Anketçi Kemal Özkiraz’ın akrabası, sahte doktor'dan savcılıkta ilk ifade... Ameliyata girdi, dikiş attı! Yaşı bile yalan çıktı

Çerkezköy Devlet Hastanesi’nde kendisini ‘pratisyen hekim’ olarak tanıtan ve diğer doktorların şüphelenip, şikâyette bulunmasıyla gözaltına alındıktan sonra sahte diploma ile hastanede görev yaptığı anlaşılınca tutuklanan Ayşe Özkiraz’ın ifadesi ortaya çıktı. Hastanede ameliyat masasında fotoğrafları da ortaya çıkan Özkiraz’ın, savcılıktaki sorgusunda yaşı da dahil olmak üzere söylediği birçok konuda çevresindekilere yalan söylediği anlaşıldı. Doktorlara 25 yaşında olduğunu, Çapa Tıp Fakültesi’nden birincilikle mezun olduğunu ve TUS’tan 81 aldığını söyleyen Özkiraz'ın gerçek yaşının da 20 olduğu saptandı.

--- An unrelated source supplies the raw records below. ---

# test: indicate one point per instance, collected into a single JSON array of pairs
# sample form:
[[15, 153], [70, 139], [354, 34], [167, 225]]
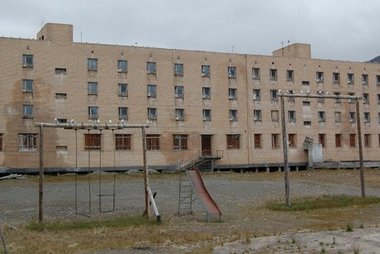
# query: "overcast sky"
[[336, 29]]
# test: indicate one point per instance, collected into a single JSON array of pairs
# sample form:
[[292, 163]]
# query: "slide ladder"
[[212, 210]]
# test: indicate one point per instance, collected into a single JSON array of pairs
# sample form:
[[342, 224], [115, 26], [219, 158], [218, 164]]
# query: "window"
[[27, 61], [61, 95], [179, 114], [256, 73], [122, 65], [275, 141], [27, 86], [256, 95], [60, 71], [180, 142], [151, 67], [123, 113], [179, 91], [27, 111], [92, 64], [351, 100], [206, 92], [290, 75], [292, 140], [338, 116], [367, 140], [338, 140], [232, 93], [27, 142], [291, 99], [123, 90], [62, 120], [258, 141], [321, 116], [231, 71], [93, 112], [292, 116], [122, 141], [350, 78], [352, 117], [352, 140], [275, 116], [92, 88], [322, 139], [305, 86], [365, 79], [337, 100], [319, 77], [233, 115], [336, 77], [233, 141], [92, 141], [152, 142], [206, 115], [307, 123], [272, 74], [367, 117], [205, 70], [178, 69], [273, 96], [152, 114], [257, 116], [151, 91], [365, 98]]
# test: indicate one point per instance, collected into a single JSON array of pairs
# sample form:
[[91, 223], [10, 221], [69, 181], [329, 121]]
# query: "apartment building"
[[194, 102]]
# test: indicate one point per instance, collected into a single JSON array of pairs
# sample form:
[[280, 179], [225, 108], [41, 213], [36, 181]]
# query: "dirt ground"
[[246, 227]]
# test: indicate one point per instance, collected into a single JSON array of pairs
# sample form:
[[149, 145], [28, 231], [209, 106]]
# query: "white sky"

‘AİLEM TIP OKUMAMI İSTİYORDU’

Ayşe olan adını, düzenlediği sahte belgelerde ‘Ayşem’ olarak yazdıran Özkiraz’ın doktorluk rolüne ailesine yalan söyleyerek başladığı da ortaya çıktı. Geçtiğimiz yıl Veliköy Mesleki ve Teknik Anadolu Lisesi’nden mezun olan, üniversite sınavını kazamamasına rağmen ailesine Çapa Tıp Fakültesi’ni kazandığı yalanı söyleyen Özkiraz’ın ifadesinde şunları söyledi:

"Ortaokulu Çerkezköy 75’inci Yıl Ortaokulu’nda okudum. Liseyi Veliköy Meslek Lisesi’nde okudum ve 2021 yılında mezun oldum. Ben lisede öğrenciyken ailem tıp fakültesinde okumamı istiyordu. Bana güvenip yüksek puan alacağımı düşünüyorlardı. Liseden mezun olurken üniversite sınavına girdim. Ancak başarısız olduğum için tercih yapmadım. Ailemin güvenliğini sarsmamak için evde sorun olmasın diye anneme, üvey babama ve üvey kardeşlerime Çapa Tıp Fakültesini kazandığımı söyledim. Ailem sınav sonuç belgesini görmek istediğinde de gerçek sınav sonuç belgem üzerinde telefonda oynama yaparak sahte bir sınav sonuç belgesi hazırlayıp aileme gösterdim.” ‘CERRAHPAŞA TIP FAKÜLTESİ ÖĞRENCİLERİ İLE KALDIM’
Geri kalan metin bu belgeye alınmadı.